Friends of Scotchman Peaks repeats as Zoo Boise Conservation Fund grant candidate finalist.

Each fall, Zoo Boise Conservation Fund narrows a big field of animal research grant applicants down to nine, and then lets the public vote on which of them to fund. Last year, the Friends of Scotchman Peaks Wilderness wolverine study proposal got more votes than any other proposal. In response, the Fund awarded FSPW $27,000 to assist Idaho Department of Fish and Game in a rare carnivore study that stretched from the Selkirk Mountains across the Panhandle and into the Scotchman Peaks and Montana. Now, FSPW has been nominated again, and are calling on all of their Friends and friends of Friends to visit the Zoo Boise web site and vote for this year’s proposal.

This lynx was one of the most exciting finds of the 2011-12 Rare Carnivor Study funded by the Zoo Boise Conservation Fund

“We have a big opportunity to keep the field work on this study rolling along,” says FSPW Executive Director Phil Hough. “Fish and Game will not be able to put as much effort into the field as they did last year, so it’s doubly important that FSPW continues the data stream we started working on with them two years ago.”

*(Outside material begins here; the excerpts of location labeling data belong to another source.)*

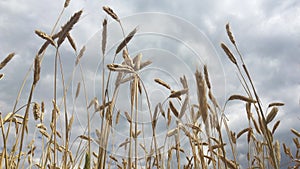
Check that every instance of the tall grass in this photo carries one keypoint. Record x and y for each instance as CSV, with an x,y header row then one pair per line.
x,y
202,122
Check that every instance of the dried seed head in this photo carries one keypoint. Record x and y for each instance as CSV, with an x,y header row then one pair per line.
x,y
6,60
37,70
126,40
161,82
71,41
111,13
68,27
228,53
174,110
229,33
43,35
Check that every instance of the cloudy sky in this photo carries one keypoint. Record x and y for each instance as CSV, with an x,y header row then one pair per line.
x,y
178,37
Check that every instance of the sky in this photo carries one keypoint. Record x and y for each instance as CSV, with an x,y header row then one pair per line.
x,y
178,37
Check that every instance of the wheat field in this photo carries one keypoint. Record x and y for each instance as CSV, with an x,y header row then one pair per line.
x,y
201,122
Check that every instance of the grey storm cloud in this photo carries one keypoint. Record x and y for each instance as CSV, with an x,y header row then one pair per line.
x,y
267,33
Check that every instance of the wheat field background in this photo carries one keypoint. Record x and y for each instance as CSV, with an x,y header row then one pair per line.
x,y
97,85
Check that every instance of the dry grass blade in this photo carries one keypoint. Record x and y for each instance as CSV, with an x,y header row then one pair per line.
x,y
174,110
275,126
161,82
6,60
137,61
104,35
184,107
144,64
84,137
228,53
201,93
229,33
172,132
243,98
206,77
120,68
81,53
128,117
71,41
177,94
271,115
45,36
111,13
77,90
275,104
37,70
67,27
295,132
126,40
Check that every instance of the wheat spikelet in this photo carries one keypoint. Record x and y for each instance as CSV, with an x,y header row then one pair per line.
x,y
111,13
174,110
161,82
242,132
45,36
6,60
229,33
228,53
37,70
126,40
71,41
67,27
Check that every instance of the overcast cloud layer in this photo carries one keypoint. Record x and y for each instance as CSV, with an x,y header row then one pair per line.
x,y
267,33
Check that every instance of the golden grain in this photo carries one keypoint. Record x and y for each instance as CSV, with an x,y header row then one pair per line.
x,y
161,82
71,41
111,13
43,35
126,40
81,53
68,27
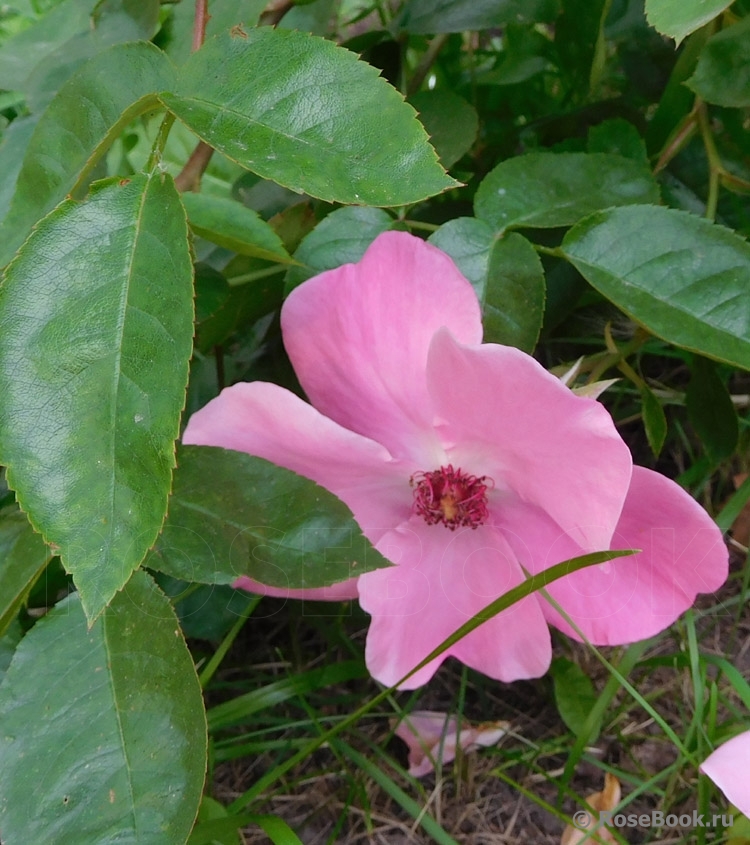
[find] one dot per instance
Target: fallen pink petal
(434, 737)
(727, 767)
(465, 464)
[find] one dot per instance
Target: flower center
(451, 496)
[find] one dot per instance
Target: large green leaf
(230, 224)
(678, 18)
(75, 131)
(513, 298)
(12, 151)
(682, 277)
(231, 514)
(506, 274)
(711, 410)
(422, 17)
(469, 243)
(723, 72)
(95, 337)
(23, 556)
(340, 238)
(104, 733)
(307, 114)
(544, 190)
(451, 122)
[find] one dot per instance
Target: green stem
(157, 150)
(220, 653)
(555, 251)
(236, 281)
(419, 225)
(715, 167)
(423, 68)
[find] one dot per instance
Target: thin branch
(199, 26)
(189, 178)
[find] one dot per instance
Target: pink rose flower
(464, 464)
(433, 736)
(728, 766)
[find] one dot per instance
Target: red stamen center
(451, 496)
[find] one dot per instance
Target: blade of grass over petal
(526, 588)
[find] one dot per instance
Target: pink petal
(727, 768)
(442, 579)
(269, 422)
(635, 597)
(359, 336)
(431, 736)
(503, 415)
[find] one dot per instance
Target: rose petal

The first year of the study, 2010-11, was marked by a modest study involving just a few camera stations that caught an amazing variety of critters, but particularly rare forest carnivores; martins, fishers, ermine, bobcats, and even a wolverine and a lynx. “We started small,” says Sandy Compton, FSPW program coordinator, “but the volunteer response was amazing. Lots of people were interested in getting involved with setting up and monitoring the camera stations.”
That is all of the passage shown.